When she wakes up every morning, she looks for new cracks in the ceiling. She keeps track.
Svitlana Bobrysheva’s home in Ukraine’s second-largest city “continues to break,” she told NBC News this week, a result of Russian attacks that have left her country battered and in need of billions of dollars to rebuild.
International leaders and officials, including Secretary of State Antony Blinken, met in London on Wednesday to pledge new nonmilitary aid and to urge private sector companies to help meet a reconstruction price tag the World Bank has estimated at more than $400 billion.
For Bobrysheva — whose building is so damaged that she, her husband and one of their children take turns sleeping in a tent outside — the help can’t come soon enough.
She said she’s received no answer from local officials about when her home will be assessed or repaired, as Kharkiv struggles to rebuild months after Russian forces were driven out.
While Ukraine’s military pushes for more success on the battlefield, the vast scale of the effort and funding needed to ensure a post-war recovery is coming into view — through the boarded-up windows of Bobrysheva’s home and across the war-ravaged country
Kharkiv, just 18 miles from the Russian border, was relentlessly shelled in the first days of the war.

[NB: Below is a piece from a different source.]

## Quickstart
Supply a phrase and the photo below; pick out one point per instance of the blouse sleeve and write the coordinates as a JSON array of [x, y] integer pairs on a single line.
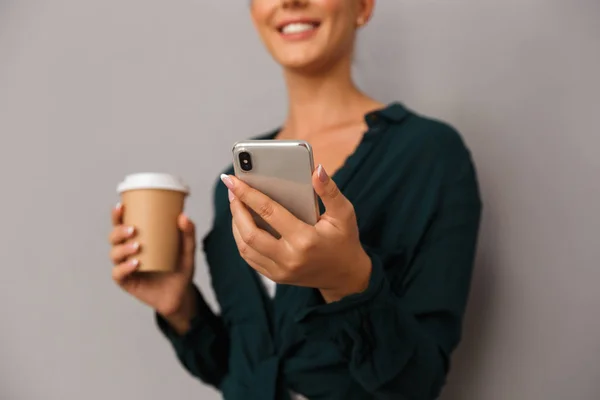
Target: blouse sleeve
[[398, 341]]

The city’s northeastern district of Saltivka, where the Bobryshevas live, took the brunt of the destruction.
Nearly every building in the district is damaged to some degree — some completely condemned to demolition, others with a mix of abandoned and lived-in apartments.
The city and its surrounding area was liberated by the Ukrainian army in a surprise counteroffensive last fall, revealing the level of destruction and just how much work is needed.
For nearly 16 months now Russia has pummeled Ukrainian cities, villages, transportation hubs and energy infrastructure with waves of missiles and drones. Many have been forced to flee elsewhere in the country or beyond, often after their homes were reduced to rubble.
Earlier this year, the World Bank assessed that the cost of reconstruction and recovery in Ukraine at $411 billion, a figure that’s likely to keep rising as the war drags on.
According to Ukraine’s own estimates, the country’s gross domestic product (GDP) fell by nearly a third in 2022. This has forced Kyiv to rely on its Western allies, including the U.S., for billions of dollars in military and humanitarian aid to keep the country running.
Speaking in London on Wednesday, Blinken said the Biden administration would give more than $1.3 billion in new aid, including more than $500 million to restore and improve Ukraine’s battered energy grid.
Ukrainian President Volodymyr Zelenskyy, who addressed the conference by video, said his country needed action.
“We must move from vision to agreements and from agreements to real projects,” he said.
‘Years and years’ of rebuilding
Yevhen Pasenov, the deputy head of Kharkiv’s department of utility services, is responsible for infrastructure maintenance, including residential buildings. Since the war began, he’s also been involved in the city’s reconstruction efforts.
He called the scale of destruction in Kharkiv “unreal,” with more than 4,500 residential buildings damaged and some 1,600 buildings directly hit by rockets or shells. With the war still raging, he said, they have only managed to repair about 200 sites across the city so far.
But there is no other choice but to start, Pasenov said, even though there is no guarantee that the Russians won’t destroy what’s being rebuilt again.
“If we stop, it will cost two or maybe three times more to restore all these houses in a year or two,” as the elements contribute to the damage, he said, adding that it could take “years and years, maybe even decades” to rebuild the city.
Pasenov said he wants the Russians to pay for the damage they caused — some of Ukraine’s Western allies have already started talking about diverting millions of dollars in Russian assets abroad, frozen by international sanctions since the invasion, for Ukraine’s recovery.
“We can’t return people’s lives, but those who did this need to pay for this,” Pasenov said.
He also wants international leaders to come to Kharkiv and see the destruction with their own eyes.
“We won’t be able to pay for this,” Pasenov added.
Back in her building, Bobrysheva shows the apartments where her neighbors lived just one floor up. Only charred walls remain, save for some ceramics and metal items that withstood the fire caused by the shelling.
Bobrysheva, who is currently unemployed due to a disability, used to work at the city’s tram depot and has lived in the neighborhood for decades, watching it grow and flourish.
She broke down in tears, looking out over the destroyed residential blocks that she remembers being built.
“My children were born and grew up here. They went to school and university here. My whole life, I spent here,” she said through tears. “These are the brothers and liberators,” she said, referring derisively to how the Kremlin has portrayed the Russian army’s purpose in Ukraine.
“They liberated us from absolutely everything,” she added. “There is nothing.”